Microsoft 4Afrika has announced a new Collaboration Challenge with AfriLabs to increase knowledge sharing across the hub network in Africa and spur innovation, with the winning solution to be offered $15,000 by Microsoft, as well as technical support to develop it.
The challenge, officially launched at this year’s DEMO Africa event, is tasking hub members with proposing and delivering an activity, process or tool that fosters collaboration within the AfriLabs network.
“Collaboration fuels innovation. It encourages people to learn from each other and build on better and bigger ideas,” says Annie Njenga innovation hubs manager for Microsoft.
According to her, “Innovation hubs give developers a collaborative space where organisations can assist them with the technical and business skills needed to get their businesses off the ground. They bring different people together who otherwise would never have met, and create successful companies that strengthen local economies.”
The core function of AfriLabs is to facilitate collaboration, which requires the right platforms, mechanisms and incentives for hubs and their teams to share information and dialogue. The hubs within the AfriLabs network will be provided with a more efficient way to learn from each other’s best practices and build more sustainable models.
There are currently 90 innovation hubs across Africa, according to World Bank estimates, AfriLabs, a pan-African network of technology and innovation hubs, makes up 35 of these. Two of these hubs, the Co-creation hub in Nigeria and the iHub in Kenya, have been recognised as best performing models.
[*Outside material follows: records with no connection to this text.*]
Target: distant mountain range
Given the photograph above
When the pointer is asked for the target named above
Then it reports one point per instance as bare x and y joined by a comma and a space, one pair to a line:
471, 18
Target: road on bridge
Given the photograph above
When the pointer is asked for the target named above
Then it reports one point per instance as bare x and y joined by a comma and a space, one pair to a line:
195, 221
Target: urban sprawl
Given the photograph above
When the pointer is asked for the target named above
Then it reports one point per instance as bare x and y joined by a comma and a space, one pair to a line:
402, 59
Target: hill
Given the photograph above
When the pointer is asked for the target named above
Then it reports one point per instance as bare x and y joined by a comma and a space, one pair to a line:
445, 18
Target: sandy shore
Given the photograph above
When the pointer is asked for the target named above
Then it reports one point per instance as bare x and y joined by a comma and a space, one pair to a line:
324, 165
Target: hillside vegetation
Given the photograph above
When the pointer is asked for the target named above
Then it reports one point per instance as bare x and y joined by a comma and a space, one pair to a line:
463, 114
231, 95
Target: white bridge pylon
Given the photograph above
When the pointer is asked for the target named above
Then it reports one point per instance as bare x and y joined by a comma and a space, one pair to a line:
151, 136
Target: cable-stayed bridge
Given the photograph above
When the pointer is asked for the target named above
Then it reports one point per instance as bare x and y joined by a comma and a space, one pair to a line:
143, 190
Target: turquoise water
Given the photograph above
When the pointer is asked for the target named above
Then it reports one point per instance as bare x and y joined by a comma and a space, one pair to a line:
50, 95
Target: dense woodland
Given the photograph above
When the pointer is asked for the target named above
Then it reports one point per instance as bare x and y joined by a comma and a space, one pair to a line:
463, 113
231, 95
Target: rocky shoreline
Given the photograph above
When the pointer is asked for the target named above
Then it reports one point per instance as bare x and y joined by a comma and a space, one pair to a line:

The iHub has launched 152 successful local startups to date, encouraging the local Kenyan government to commit to establishing a tech hub in each of its 47 counties.
“The encouragement of a vibrant innovator ecosystem is essential to the growth of Africa’s knowledge economy,” says Fernando de Sousa, General Manager of Africa Initiatives at Microsoft. “To remain relevant and sustainable, the hubs will need to not only promote innovation, but also focus on their monetisation.”
However, many hubs have been unable to find models that ensure sustainability from the initial grants that got them started. “Challenges like finding the right partners, determining the correct strategy and sustainability model, having the right team and skills in the hub, and the involvement of government can be difficult to navigate,” says Tayo Akinyemi, Director at AfriLabs.
The Collaboration Challenge has been designed to help stimulate collaboration and knowledge sharing within the Afrilabs network and fully leverage the knowledge, skills and resources that are available through the network and its partners.
“If you look at the success of Silicon Valley, you’ll see it lies in collaboration.” Research done by the Accenture Institute for High Performance pins it down to close ties among outstanding educational institutions, research organisations and businesses. “That’s what we’re aiming for throughout the pan-African network,” says Annie Njenga.
Hub members who enter the challenge will have until the 24th of October 2014 to submit their concepts and vote for their favourite ideas. All those proposing an application need to design it for the Windows platform and host it on Microsoft Azure, an open and flexible cloud platform with a single software-as-a-service offering that manages the entire lifecycle of an application. The winning individual or team will receive financial, technical and mentorship support from Microsoft to help them execute the concept.